Herlocher Foods
- Industry: Food processing
- Headquarters: State College, Pennsylvania, United States
- Owner: Charles C. Herlocher
- Website: herlocherfoods.com

= Herlocher Foods =

American mustard manufacturer

Herlocher Foods is the sole manufacturer of Herlocher's Dipping Mustard. The mustard was created by Charles C. Herlocher I from an old family recipe for the Train Station Restaurant in State College, Pennsylvania in the 1970s. Herlocher's Dipping Mustard became a coast-to-coast deli condiment staple in 1992, when Charles C. Herlocher II took over the nationwide distribution.

== History ==

In February 1978, at the Train Station Restaurant in State College, Pennsylvania, the mustard dip and pretzel combination was becoming popular with regulars. Customers throughout the Northeast sent checks requesting Herlocher's Dipping Mustard once it became available to "take-out".

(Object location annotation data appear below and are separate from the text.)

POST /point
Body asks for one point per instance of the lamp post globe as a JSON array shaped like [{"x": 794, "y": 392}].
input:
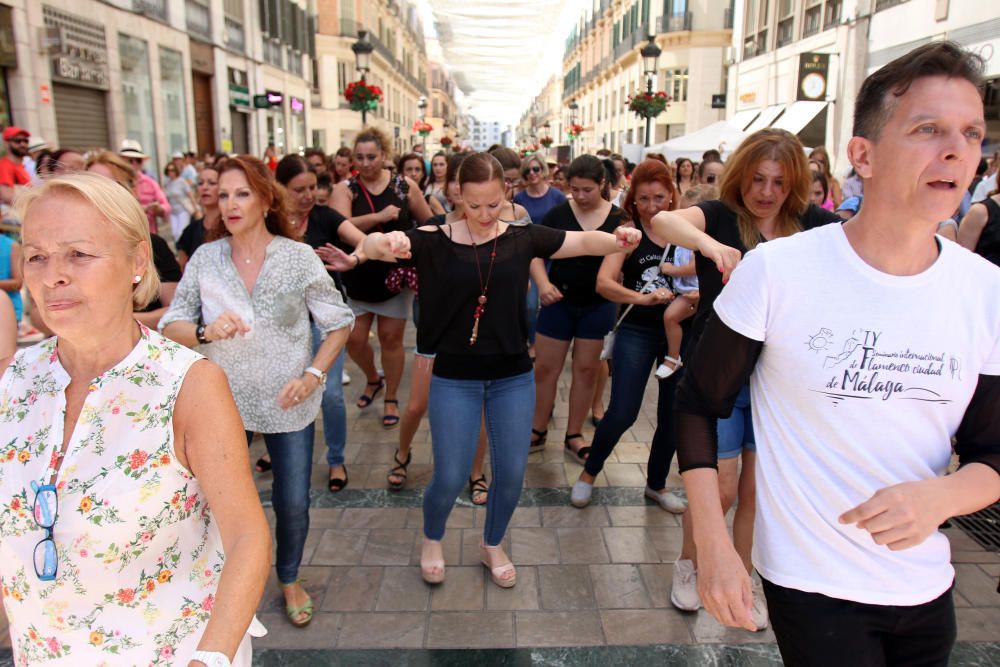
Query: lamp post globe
[
  {"x": 363, "y": 56},
  {"x": 650, "y": 53}
]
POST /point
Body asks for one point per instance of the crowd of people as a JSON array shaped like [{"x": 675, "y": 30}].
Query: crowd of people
[{"x": 768, "y": 305}]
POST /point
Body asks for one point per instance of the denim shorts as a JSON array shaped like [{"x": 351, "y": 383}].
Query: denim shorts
[
  {"x": 736, "y": 431},
  {"x": 566, "y": 321}
]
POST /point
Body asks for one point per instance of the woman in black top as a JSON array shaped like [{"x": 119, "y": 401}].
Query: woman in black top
[
  {"x": 764, "y": 194},
  {"x": 474, "y": 281},
  {"x": 376, "y": 200},
  {"x": 571, "y": 307},
  {"x": 412, "y": 166},
  {"x": 199, "y": 228},
  {"x": 980, "y": 228},
  {"x": 640, "y": 340},
  {"x": 319, "y": 226}
]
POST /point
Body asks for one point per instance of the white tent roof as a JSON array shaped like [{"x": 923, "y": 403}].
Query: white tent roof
[{"x": 721, "y": 136}]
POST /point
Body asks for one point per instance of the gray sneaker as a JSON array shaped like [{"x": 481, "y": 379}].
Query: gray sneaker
[
  {"x": 580, "y": 495},
  {"x": 684, "y": 589},
  {"x": 667, "y": 500}
]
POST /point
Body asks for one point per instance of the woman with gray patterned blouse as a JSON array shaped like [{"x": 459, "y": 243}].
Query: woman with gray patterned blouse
[{"x": 245, "y": 299}]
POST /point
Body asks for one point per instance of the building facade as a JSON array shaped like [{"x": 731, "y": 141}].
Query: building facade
[
  {"x": 398, "y": 66},
  {"x": 602, "y": 68},
  {"x": 798, "y": 64},
  {"x": 175, "y": 75}
]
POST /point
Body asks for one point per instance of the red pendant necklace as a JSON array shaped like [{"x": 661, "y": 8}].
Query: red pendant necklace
[{"x": 483, "y": 286}]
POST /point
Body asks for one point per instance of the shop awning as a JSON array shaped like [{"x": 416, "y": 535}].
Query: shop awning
[
  {"x": 765, "y": 118},
  {"x": 741, "y": 119},
  {"x": 798, "y": 115}
]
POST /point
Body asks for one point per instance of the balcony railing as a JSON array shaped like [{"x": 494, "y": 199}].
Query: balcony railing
[
  {"x": 235, "y": 36},
  {"x": 675, "y": 22},
  {"x": 349, "y": 28},
  {"x": 152, "y": 8}
]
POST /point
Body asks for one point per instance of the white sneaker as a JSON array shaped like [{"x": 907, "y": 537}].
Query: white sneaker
[
  {"x": 667, "y": 500},
  {"x": 580, "y": 495},
  {"x": 684, "y": 589},
  {"x": 758, "y": 612},
  {"x": 664, "y": 371}
]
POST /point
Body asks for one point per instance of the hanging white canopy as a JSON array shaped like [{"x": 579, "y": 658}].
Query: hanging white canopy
[
  {"x": 765, "y": 118},
  {"x": 721, "y": 135},
  {"x": 798, "y": 115},
  {"x": 741, "y": 119}
]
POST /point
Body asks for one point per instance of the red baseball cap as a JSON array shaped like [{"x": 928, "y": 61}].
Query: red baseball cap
[{"x": 12, "y": 131}]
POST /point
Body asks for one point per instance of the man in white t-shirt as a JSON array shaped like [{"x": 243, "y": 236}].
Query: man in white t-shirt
[{"x": 863, "y": 364}]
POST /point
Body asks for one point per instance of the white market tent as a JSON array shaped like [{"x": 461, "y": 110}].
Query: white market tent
[{"x": 721, "y": 135}]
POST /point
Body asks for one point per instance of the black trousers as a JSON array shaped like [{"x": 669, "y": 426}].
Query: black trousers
[{"x": 818, "y": 631}]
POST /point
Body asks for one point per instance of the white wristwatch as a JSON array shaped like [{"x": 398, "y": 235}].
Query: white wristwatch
[
  {"x": 212, "y": 658},
  {"x": 320, "y": 375}
]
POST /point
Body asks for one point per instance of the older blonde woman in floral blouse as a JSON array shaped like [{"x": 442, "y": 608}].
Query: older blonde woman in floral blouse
[
  {"x": 253, "y": 292},
  {"x": 130, "y": 531}
]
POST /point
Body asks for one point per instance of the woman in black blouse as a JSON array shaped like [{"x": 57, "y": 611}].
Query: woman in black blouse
[
  {"x": 375, "y": 200},
  {"x": 473, "y": 282},
  {"x": 573, "y": 313},
  {"x": 764, "y": 194}
]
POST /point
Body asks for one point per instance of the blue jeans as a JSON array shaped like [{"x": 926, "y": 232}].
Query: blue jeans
[
  {"x": 333, "y": 410},
  {"x": 455, "y": 408},
  {"x": 291, "y": 458},
  {"x": 636, "y": 350},
  {"x": 736, "y": 431}
]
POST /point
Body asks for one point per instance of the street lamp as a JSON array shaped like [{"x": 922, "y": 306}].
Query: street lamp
[
  {"x": 649, "y": 53},
  {"x": 573, "y": 106},
  {"x": 363, "y": 54},
  {"x": 422, "y": 105}
]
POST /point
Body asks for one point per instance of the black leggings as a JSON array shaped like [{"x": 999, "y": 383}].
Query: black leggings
[{"x": 814, "y": 630}]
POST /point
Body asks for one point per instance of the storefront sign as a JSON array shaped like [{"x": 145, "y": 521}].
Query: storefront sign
[
  {"x": 814, "y": 69},
  {"x": 269, "y": 99},
  {"x": 8, "y": 51},
  {"x": 239, "y": 96},
  {"x": 76, "y": 61}
]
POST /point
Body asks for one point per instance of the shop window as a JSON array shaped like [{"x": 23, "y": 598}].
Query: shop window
[{"x": 174, "y": 105}]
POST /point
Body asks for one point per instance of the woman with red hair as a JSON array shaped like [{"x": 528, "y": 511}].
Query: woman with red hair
[{"x": 640, "y": 340}]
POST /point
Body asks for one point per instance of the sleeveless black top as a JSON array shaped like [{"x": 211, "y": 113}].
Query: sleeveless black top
[
  {"x": 988, "y": 244},
  {"x": 639, "y": 268},
  {"x": 367, "y": 282}
]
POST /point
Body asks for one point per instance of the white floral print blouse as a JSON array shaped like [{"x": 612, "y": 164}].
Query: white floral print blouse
[
  {"x": 292, "y": 284},
  {"x": 139, "y": 553}
]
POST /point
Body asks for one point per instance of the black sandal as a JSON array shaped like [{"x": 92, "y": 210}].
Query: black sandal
[
  {"x": 388, "y": 421},
  {"x": 478, "y": 485},
  {"x": 368, "y": 399},
  {"x": 399, "y": 471},
  {"x": 579, "y": 454},
  {"x": 540, "y": 442},
  {"x": 336, "y": 484}
]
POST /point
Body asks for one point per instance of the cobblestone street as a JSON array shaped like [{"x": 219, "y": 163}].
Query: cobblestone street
[{"x": 598, "y": 577}]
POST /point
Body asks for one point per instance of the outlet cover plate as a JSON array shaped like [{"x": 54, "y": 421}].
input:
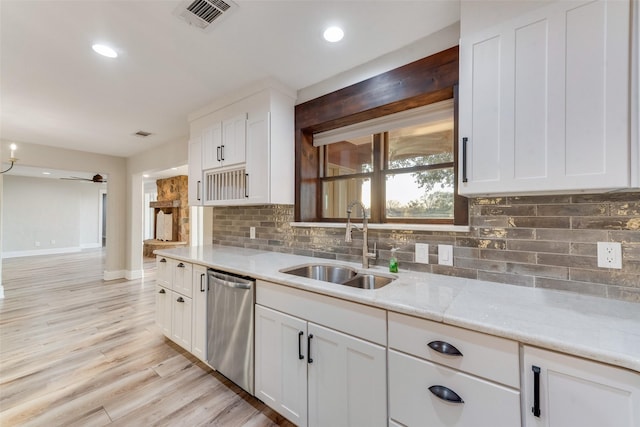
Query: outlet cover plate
[
  {"x": 610, "y": 255},
  {"x": 445, "y": 254},
  {"x": 422, "y": 253}
]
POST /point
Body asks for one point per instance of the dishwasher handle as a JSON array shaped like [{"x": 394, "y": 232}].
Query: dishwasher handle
[{"x": 233, "y": 285}]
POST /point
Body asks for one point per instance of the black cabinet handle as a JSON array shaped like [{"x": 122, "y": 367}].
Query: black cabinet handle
[
  {"x": 309, "y": 338},
  {"x": 536, "y": 391},
  {"x": 300, "y": 355},
  {"x": 444, "y": 348},
  {"x": 464, "y": 159},
  {"x": 446, "y": 394}
]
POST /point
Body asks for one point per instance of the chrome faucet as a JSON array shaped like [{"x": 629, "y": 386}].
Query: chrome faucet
[{"x": 366, "y": 255}]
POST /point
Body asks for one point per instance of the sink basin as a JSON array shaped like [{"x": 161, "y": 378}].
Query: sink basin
[
  {"x": 340, "y": 275},
  {"x": 368, "y": 281},
  {"x": 325, "y": 273}
]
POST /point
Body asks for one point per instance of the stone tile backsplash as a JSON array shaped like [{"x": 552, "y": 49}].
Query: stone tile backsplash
[{"x": 538, "y": 241}]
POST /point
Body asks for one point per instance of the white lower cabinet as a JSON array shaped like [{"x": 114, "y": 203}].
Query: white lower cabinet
[
  {"x": 450, "y": 376},
  {"x": 575, "y": 392},
  {"x": 347, "y": 380},
  {"x": 281, "y": 363},
  {"x": 181, "y": 313},
  {"x": 199, "y": 329},
  {"x": 417, "y": 393},
  {"x": 163, "y": 310},
  {"x": 318, "y": 375}
]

Expansion began as popularity grew and Herlocher's Dipping Mustard became available throughout the east coast.

In 1997, Herlocher's Penn State Dipping Mustard was introduced and became a wildly popular tailgate item.

== Products ==

Herlocher's Dipping Mustard comes in several different labels and sizes packaged in glass jars: 8 oz regular labels and 14.5 oz NCAA Penn State and Ohio State labels.